Phuong clutched the M-16. They whirled over the mountain, and as they shot up, she felt the strangeness in her stomach; it was as if a window had been opened and the cool air could blow in. The deck beneath her began to rattle and shiver.
“Small arms,” one of the crewmen screamed over the roar of the engine.
She looked; across from her the black Americans, all dressed up like frogmen, clung together. Their eyes were eggs. Her partner, the blond man called Teagarden, another frogman, stared into space, his eyes locked in a faraway glare. His lips moved.
Then they were over the mountain, sliding down its side at an angle, the craft around them feeling warped and broken.
She had seen helicopters die before. You always wondered what it was like when they blazed in flame, then plunged to earth and hit with a detonation like a bomb. Later you went to see them. They looked like the shedded skins of insects, broken metal husks on the floor of the earth. Inside you could see the men, burned meat; the faces were so terrible. Then more helicopters would come and it was time to go back into the tunnels.
“Hang on, everybody,” the crew chief shouted. “Touch down.”
The chopper hit hard.
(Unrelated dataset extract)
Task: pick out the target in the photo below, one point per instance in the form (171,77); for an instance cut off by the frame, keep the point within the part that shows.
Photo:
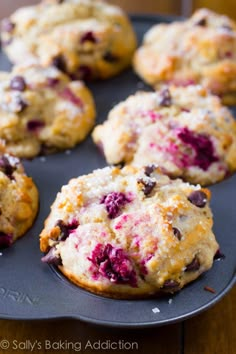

Dust and smoke flew; the air was heavy with vibration. Suddenly men in camouflage, their faces green, their manner urgent, were among them.
“Out, out. Come on, into the trench,” they were shouting.
They scrambled from the helicopter to a fresh ditch nearby, jumping in to find other men there.
“Fire in the hole,” somebody yelled; a huge explosion that sounded like a charge from a terror bomber high up in the clouds where it could not be heard clubbed her in the diaphragm. Trees flew through the air; smoke poured around her. She coughed, taking in the acrid odor of gunpowder.
Mother, it’s all so familiar, said her daughter.
“Okay, Rats,” said the leader-officer. “That was thirty pounds of C-4 and primacord planted into what our maps tell us was once upon a time the entrance to the main shaft of the old McCreedy and Scott Number Four mine. Let’s take a look-see and find out if we punched a hole into it for you.”
They stood and moved toward the smoke. All around, trees had been blasted flat; the snow was black and the smoke still gushed from the crater. Above, the mountain, dense with more trees, rose at a steep angle. They were at its base, completely isolated in the forest. The sounds of gunfire came from far away, and a few other soldiers crouched around, keeping watch.
“I think we poked through,” said one of the soldiers. “That was a shaped charge; it ought to have cut real deep.”
“Okay,” said the small black man, “let me just check this sucker out.”
With a surprising agility he lowered himself into the gap in the earth. In seconds he was back.